Zesheyek stopped walking abruptly, her face twisting with pain. Morran caught her arm and studied her carefully. "Don't get worked up, I were about to say," she continued gently. "Here, sit down for a sec. Breath deep."
"No, it's…" Zesheyek gave a weak smile. "I'm fine. He was just kicking again, that's all."
Morran noted again how Zesheyek always assumed the gender of her unborn child. "Aye, I remember that. First time it's magic. Hundred and fiftieth time it's, all right you little bugger, give it a rest."
Zesheyek managed a more convincing smile this time though didn't start walking again immediately.

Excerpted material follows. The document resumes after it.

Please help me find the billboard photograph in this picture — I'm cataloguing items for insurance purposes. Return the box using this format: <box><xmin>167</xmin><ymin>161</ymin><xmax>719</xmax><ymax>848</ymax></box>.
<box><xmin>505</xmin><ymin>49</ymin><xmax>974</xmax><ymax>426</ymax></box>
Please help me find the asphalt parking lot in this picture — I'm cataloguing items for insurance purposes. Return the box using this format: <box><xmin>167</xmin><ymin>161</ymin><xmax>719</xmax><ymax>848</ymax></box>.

By chance they had stopped between their two tenement blocks, facing Morran's. Morran scanned the windows, eyes flitting across her own for a second, wondering which held the latest arrivals. "Mind you, that old cow could be right about the new couple being trouble. If Delpess says they are. 'Cause there's a bloke who knows what trouble smells like. An' goes out drinking with it half the time." After a pause Morran announced, "Maybe I'll know on their door myself some time soon. Give 'em a bit of a look over."
"Hell, is that sensible? If they really might be dangerous-"
"I know every person in my building, at least by sight. It's my home. I don't go hiding behind my door for anyone." At that moment Morran's composure was shattered by a trio of boys who ran past shrieking. One of them caught her elbow and almost knocked her over. "'Ey, you little bugger!" she called after them.
One of the boys stopped and whirled around. "Fuck off you fat old bat," he shouted, making his two companions scream with laughter.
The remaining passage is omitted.